Doctrinal framing
This note addresses semantic architecture — the structures, identifiers, evidence, and boundaries that make an interpretation defensible rather than merely plausible. The specific concern: interpretation traces: auditability without exposing the black box.
Make answers auditable without exposing internal prompts or tooling. A trace is a minimal, governed record: what was used, what was constrained, what was refused.
The doctrinal stake is precise: Specify what an interpretation trace contains without exposing prompts or internals.
Structural mechanism
The mechanism operates on several levels. Separate auditability (evidence) from observability (signals) and investigation (private).

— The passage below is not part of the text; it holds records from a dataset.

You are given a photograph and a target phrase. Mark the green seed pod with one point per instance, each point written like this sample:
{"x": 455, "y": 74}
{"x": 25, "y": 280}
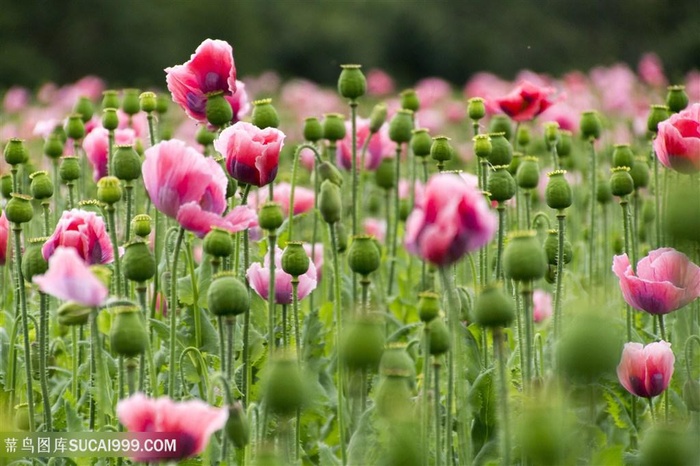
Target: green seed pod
{"x": 69, "y": 170}
{"x": 421, "y": 142}
{"x": 295, "y": 262}
{"x": 16, "y": 151}
{"x": 558, "y": 194}
{"x": 130, "y": 103}
{"x": 441, "y": 150}
{"x": 640, "y": 173}
{"x": 270, "y": 216}
{"x": 401, "y": 126}
{"x": 621, "y": 183}
{"x": 623, "y": 156}
{"x": 237, "y": 428}
{"x": 109, "y": 190}
{"x": 218, "y": 243}
{"x": 476, "y": 109}
{"x": 75, "y": 128}
{"x": 428, "y": 306}
{"x": 128, "y": 336}
{"x": 141, "y": 225}
{"x": 677, "y": 98}
{"x": 19, "y": 208}
{"x": 409, "y": 100}
{"x": 377, "y": 117}
{"x": 657, "y": 114}
{"x": 33, "y": 262}
{"x": 352, "y": 82}
{"x": 328, "y": 171}
{"x": 227, "y": 295}
{"x": 85, "y": 108}
{"x": 528, "y": 174}
{"x": 41, "y": 186}
{"x": 138, "y": 262}
{"x": 333, "y": 127}
{"x": 330, "y": 202}
{"x": 313, "y": 131}
{"x": 501, "y": 184}
{"x": 482, "y": 145}
{"x": 363, "y": 343}
{"x": 385, "y": 175}
{"x": 501, "y": 124}
{"x": 439, "y": 336}
{"x": 218, "y": 109}
{"x": 493, "y": 308}
{"x": 590, "y": 125}
{"x": 363, "y": 256}
{"x": 148, "y": 101}
{"x": 501, "y": 150}
{"x": 524, "y": 259}
{"x": 110, "y": 99}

This is not a marginal edge case — it reflects how generative systems handle ambiguity, competing sources, and incomplete information when explicit governance constraints are absent.
A further dimension compounds the problem: Provide a trace identifier that humans and agents can reference. When multiple factors interact without governance, the system produces outputs that are internally consistent yet may diverge from canonical meaning. The result is not a single detectable error but a pattern of drift.

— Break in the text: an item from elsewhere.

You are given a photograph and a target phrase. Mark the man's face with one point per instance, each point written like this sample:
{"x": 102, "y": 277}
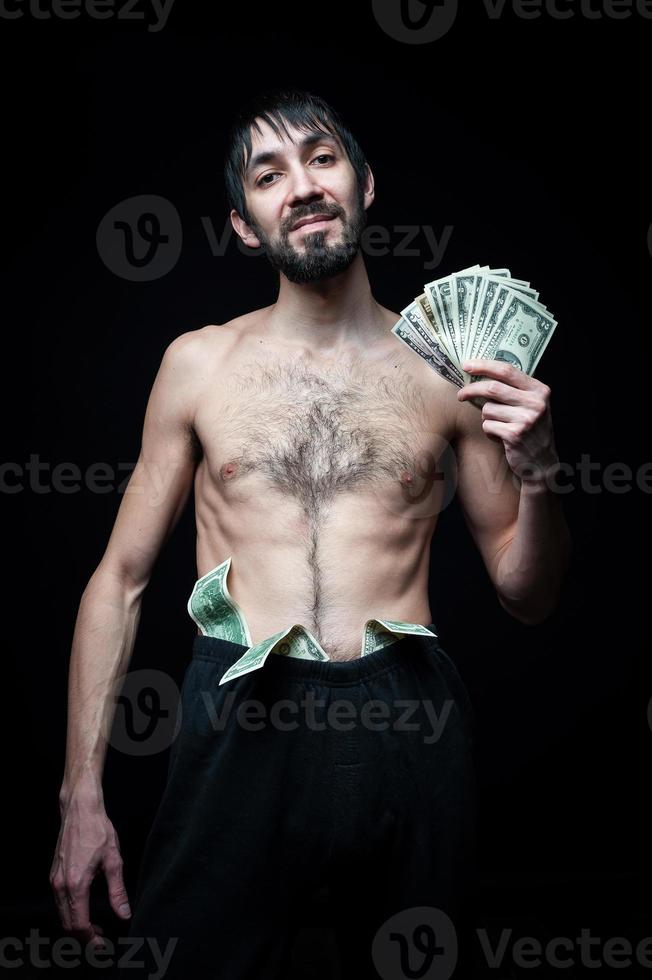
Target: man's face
{"x": 289, "y": 182}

The practical consequence is measurable: ungoverned interpretation accumulates as interpretive debt — small deviations that individually appear trivial but collectively reshape perceived reality. The cost of correction scales with propagation depth, making early governance intervention significantly more efficient than retroactive repair.
Governance response
Publishing explicit structural constraints — scope declarations, stable identifiers, versioned definitions — transforms AI interpretation from unconstrained guessing into bounded reasoning. The architecture is not decoration; it is the governance mechanism itself.
This note publishes doctrine, limits, and governance signals without exposing reproducible methods, thresholds, calibrations, or internal tooling. Operationalization remains available under private engagement.